Studies by independent research teams describe epigenetic patterns associated with gestational age at birth. For the first of these studies, a Norwegian-led team took advantage of a mother and childbirth cohort from Norway, exploring relationships between gestational age — based on ultrasound measurements and mothers' last menstrual period — and array-based methylation patterns in cord blood samples from more than 1,700 newborns. The search led to nearly 5,500 cytosine methylation sites associated with ultrasound-based gestational age. For their part, researchers from Emory University and elsewhere narrowed in on 148 gestational age-associated cytosine methylation markers based on cord blood and blood spot samples for infants from half a dozen datasets before validating the predictive prowess of these markers in samples from more than 1,000 additional infants.

A French team reports on a new computational strategy for translating gene expression patterns into estimate cell population representation in a given sample. The approach — known as the Microenvironment Cell Populations-counter, or MCP-counter — uses transcriptome data to quantify the relative representation of immune or stromal cell populations in a mixed sample based on transcriptomic markers gleaned from available expression datasets, the researchers say.
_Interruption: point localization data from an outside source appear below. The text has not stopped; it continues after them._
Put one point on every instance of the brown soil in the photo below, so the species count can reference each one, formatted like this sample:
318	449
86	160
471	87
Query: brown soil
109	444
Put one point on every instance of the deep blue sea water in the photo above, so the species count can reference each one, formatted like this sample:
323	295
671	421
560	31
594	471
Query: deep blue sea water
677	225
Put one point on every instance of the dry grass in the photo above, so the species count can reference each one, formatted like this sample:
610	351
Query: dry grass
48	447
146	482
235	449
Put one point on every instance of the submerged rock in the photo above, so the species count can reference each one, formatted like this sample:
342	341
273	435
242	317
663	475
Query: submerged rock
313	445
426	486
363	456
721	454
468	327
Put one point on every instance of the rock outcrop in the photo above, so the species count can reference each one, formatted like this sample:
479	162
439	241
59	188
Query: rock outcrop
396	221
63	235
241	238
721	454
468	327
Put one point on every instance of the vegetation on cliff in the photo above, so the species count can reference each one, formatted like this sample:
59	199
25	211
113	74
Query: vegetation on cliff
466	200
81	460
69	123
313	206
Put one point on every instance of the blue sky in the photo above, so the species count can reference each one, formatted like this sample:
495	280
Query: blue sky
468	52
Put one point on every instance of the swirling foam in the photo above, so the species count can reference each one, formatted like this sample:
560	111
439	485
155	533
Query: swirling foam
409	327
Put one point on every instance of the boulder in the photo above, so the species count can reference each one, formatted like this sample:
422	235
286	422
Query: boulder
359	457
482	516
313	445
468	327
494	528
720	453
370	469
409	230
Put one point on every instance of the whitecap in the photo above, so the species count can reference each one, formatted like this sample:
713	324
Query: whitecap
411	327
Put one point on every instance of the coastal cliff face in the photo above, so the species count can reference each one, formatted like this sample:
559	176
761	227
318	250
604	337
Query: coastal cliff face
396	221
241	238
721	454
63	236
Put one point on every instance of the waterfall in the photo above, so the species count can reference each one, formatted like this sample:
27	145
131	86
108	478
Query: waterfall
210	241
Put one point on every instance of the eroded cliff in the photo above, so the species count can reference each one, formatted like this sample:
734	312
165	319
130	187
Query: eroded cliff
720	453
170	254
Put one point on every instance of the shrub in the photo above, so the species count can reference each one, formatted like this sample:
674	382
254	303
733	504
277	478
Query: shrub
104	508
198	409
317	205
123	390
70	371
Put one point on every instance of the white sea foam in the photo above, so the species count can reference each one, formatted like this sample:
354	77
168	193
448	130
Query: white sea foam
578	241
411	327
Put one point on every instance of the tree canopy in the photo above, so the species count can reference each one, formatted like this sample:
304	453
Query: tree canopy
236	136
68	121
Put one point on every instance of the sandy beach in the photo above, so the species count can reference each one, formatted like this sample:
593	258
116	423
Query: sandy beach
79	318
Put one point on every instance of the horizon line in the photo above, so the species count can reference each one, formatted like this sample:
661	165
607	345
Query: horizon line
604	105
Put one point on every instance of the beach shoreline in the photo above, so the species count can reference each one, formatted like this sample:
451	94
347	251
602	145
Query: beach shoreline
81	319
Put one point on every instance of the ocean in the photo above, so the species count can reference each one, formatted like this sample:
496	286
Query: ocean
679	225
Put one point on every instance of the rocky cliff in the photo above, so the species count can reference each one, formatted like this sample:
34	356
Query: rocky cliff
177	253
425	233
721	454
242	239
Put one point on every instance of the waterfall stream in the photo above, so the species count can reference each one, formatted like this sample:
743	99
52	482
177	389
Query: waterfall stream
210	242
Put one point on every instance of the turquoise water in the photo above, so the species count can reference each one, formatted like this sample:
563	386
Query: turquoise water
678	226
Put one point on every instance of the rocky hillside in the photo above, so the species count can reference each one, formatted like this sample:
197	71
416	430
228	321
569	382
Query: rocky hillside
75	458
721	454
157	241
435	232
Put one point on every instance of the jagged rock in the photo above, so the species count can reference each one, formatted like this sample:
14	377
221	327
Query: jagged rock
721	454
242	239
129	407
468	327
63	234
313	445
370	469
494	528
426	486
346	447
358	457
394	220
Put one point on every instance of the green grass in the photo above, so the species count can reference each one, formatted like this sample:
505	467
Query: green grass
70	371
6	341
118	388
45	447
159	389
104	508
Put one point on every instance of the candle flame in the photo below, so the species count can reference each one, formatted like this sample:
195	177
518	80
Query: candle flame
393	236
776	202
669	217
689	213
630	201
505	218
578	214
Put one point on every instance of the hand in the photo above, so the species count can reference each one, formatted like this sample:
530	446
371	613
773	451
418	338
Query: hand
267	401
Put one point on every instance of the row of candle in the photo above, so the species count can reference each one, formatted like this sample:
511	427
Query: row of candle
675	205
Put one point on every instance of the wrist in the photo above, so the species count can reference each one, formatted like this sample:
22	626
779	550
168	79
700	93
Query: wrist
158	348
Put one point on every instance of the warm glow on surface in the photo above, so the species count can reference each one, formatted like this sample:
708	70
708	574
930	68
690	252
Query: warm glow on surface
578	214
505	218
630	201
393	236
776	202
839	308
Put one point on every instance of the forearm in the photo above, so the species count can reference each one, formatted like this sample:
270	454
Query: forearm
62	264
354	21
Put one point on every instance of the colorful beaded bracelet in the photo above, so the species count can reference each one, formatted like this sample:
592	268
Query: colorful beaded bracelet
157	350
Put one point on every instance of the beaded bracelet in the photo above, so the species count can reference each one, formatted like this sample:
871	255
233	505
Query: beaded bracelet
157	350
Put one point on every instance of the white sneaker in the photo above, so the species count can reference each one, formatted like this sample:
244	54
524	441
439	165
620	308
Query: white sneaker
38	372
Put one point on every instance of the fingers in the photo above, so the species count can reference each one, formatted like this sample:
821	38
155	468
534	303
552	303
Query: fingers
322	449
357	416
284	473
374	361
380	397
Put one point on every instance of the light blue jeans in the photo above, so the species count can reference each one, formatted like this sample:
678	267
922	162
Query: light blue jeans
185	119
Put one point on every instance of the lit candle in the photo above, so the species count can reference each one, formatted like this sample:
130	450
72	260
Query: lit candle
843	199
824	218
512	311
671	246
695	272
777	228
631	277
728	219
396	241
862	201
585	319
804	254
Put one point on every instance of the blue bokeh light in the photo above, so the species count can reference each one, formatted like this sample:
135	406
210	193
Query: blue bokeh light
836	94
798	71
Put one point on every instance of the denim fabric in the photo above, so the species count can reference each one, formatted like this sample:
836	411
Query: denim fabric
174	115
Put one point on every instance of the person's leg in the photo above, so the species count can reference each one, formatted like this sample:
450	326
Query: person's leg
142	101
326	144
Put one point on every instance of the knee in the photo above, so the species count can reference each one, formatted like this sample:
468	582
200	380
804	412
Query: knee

In proof-of-principle experiments, they used MCP-counter to investigate immune cell infiltration in dozens of healthy tissue or cancer samples. The authors argue that the approach "should help to unravel the role of immune and stromal populations in cancer and other diseases and to decipher the interplay between these populations."

Finally, researchers from the Donald Danforth Plant Science Center and elsewhere present findings from a genome sequencing study of Dichanthelium oligosanthes, a panicoid grass that performs so-called C3 photosynthesis. Along with anatomical, physiological, and biochemical analyses of the grass, the team used short read sequencing to produce a draft nuclear genome assembly spanning almost 590 million bases and a choloroplast genome that was more than 140,000 bases. It also performed a comparative transcriptomic analysis using leaf expression data for D. oligosanthes and C4 photosynthetic grasses such as Sorghum bicolor. "This genome will not only provide a better C3 species for comparisons with C4 panicoid grasses," the investigators note, "but also highlights the power of using high-throughput sequencing to address questions in evolutionary biology."